Moorhead, however, said that a congressional order that flights take off to the east is dangerous. He said the measure would have "tried to coerce traffic controllers and pilots to send planes off into a direction that was not safe." He said air controllers and pilots "are the people who should be making the decisions, not the politicians."
Moorhead and others argued that the measure would set an unwelcome precedent for Congress to legislate restrictions on a specific airport. The argument drew support from other legislators, particularly Sen. Wendell H. Ford (D-Ky.), who feared that Congress could change airport noise patterns in his own district, according to David Joergenson, Moorhead's legislative assistant.
At Berman's request, the Burbank Airport "share-the-noise" provision was inserted by Rep. Norman Y. Mineta (D-San Jose) in a House version of a massive airport improvement bill. But the restrictions were dropped late Thursday by a conference committee that is negotiating the differences between the House and Senate versions of the bill.
Joergenson said Mineta, who chairs the aviation subcommittee of the House Public Works Committee, tried to reinsert compromise language into the bill, but that effort also failed.
Fighting New Terminal
San Fernando Valley residents and their congressional representatives have been fighting for nine years to block construction of a new terminal that is proposed to be twice the size of the structure now.
The FAA has ordered airport administrators to build a new terminal because the present structure, built more than 50 years ago, is too close to the runways to meet modern safety regulations.
Anti-noise groups concede that a new terminal is needed but they want the replacement terminal to be the same size as the present structure in order to limit increases in flights. Airport officials argue that federal law prohibits restrictions on flights.
Airport Authority spokesman Victor Gill said shelving Berman's proposal was a wise move.
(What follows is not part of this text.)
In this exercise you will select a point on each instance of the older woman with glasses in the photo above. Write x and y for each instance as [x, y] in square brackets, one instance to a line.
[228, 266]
The authority plans to conclude an ongoing FAA-sponsored noise study before deciding whether flights should be rerouted and other steps taken to reduce noise.
Among the eight possible routing plans the authority will consider, Gill said, are several that would decrease the number of flights over Berman's constituents. One viable option would evenly distribute a third of the flights to the east, south and west of the airport, he added.
About 90% of all commercial flights take off to the southwest and circle to the west and north over parts of Burbank, North Hollywood, Studio City, Sherman Oaks and Van Nuys. These areas are largely represented by Berman.